So, last night we went to see Art Garfunkel at the Royal Festival Hall. When we booked the tickets back in March, the event was billed as an "intimate evening with Art Garfunkel". I'm not sure you could describe the Festival Hall as intimate, but it was a great evening and a real pleasure to listen to him sing live. You get a true sense of the nature of the voice when it's not polished through a studio production.
He sang, he told stories, he read prose and poetry. The audience was both attentive and appreciative. Accompanied by a solo acoustic guitar he gave us his interpretations of Kathy's song, The Sound of Silence, The Boxer, and a host of other songs from five decades of music. His poetry was funny, sensitive and thoughtful.

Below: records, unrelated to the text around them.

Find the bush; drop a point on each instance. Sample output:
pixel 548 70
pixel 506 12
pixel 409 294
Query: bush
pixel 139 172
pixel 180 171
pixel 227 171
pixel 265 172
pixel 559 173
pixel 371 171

We both really enjoyed the whole thing and it's great to have now heard both Paul Simon and Art Garfunkel live in the past two years.
We don't go out very often, and always wonder why when we live in such close proximity to so much. But that's probably true of many others. After the concert we walked back over the river to Temple tube station to make our way back to Fenchurch Street for the train home. Crossing the river at night is quite a delight. The lights along the river and along the Embankment give you a whole new view of the city. Standing on the terrace of the Festival Hall you can see what we assumed was Charing Cross Station. It took us a little while to work it out, we don't usually see it from the above ground and from the south bank at that!

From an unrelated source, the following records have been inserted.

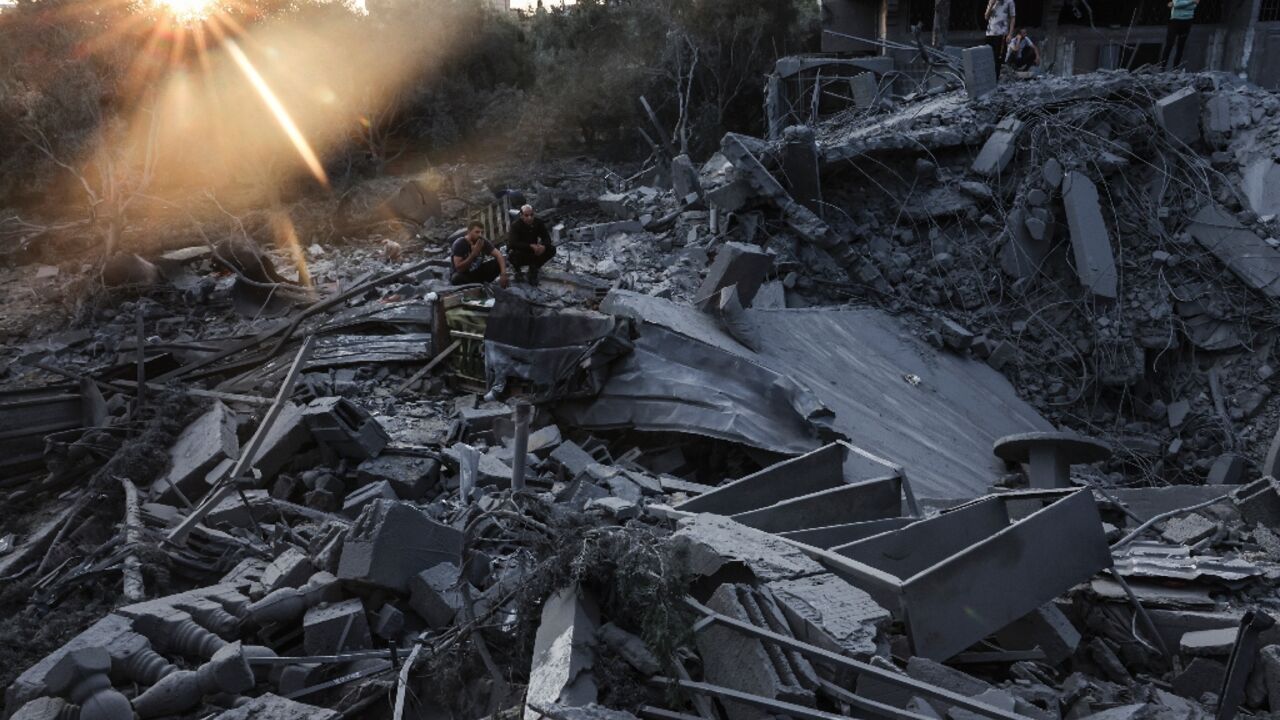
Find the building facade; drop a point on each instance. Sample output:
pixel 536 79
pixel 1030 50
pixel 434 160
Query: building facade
pixel 1079 36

Years ago stations were mostly just stations. Bleak, uninteresting places through which you passed on your journey from one place to another. Rarely did you enjoy spending any time in them, but now they are hives of activity with shopping centres and restaurants that serve something far more appetising than curled edged sandwiches and questionable sausage rolls. I certainly feel no wave of nostalgia for the hours spent at St Pancras waiting for the train north to Nottingham. These days I could happily while away a couple of hours in a coffee shop or bookshop, even the champagne if pushed! Railway stations are not what they used to be and thank goodness for that!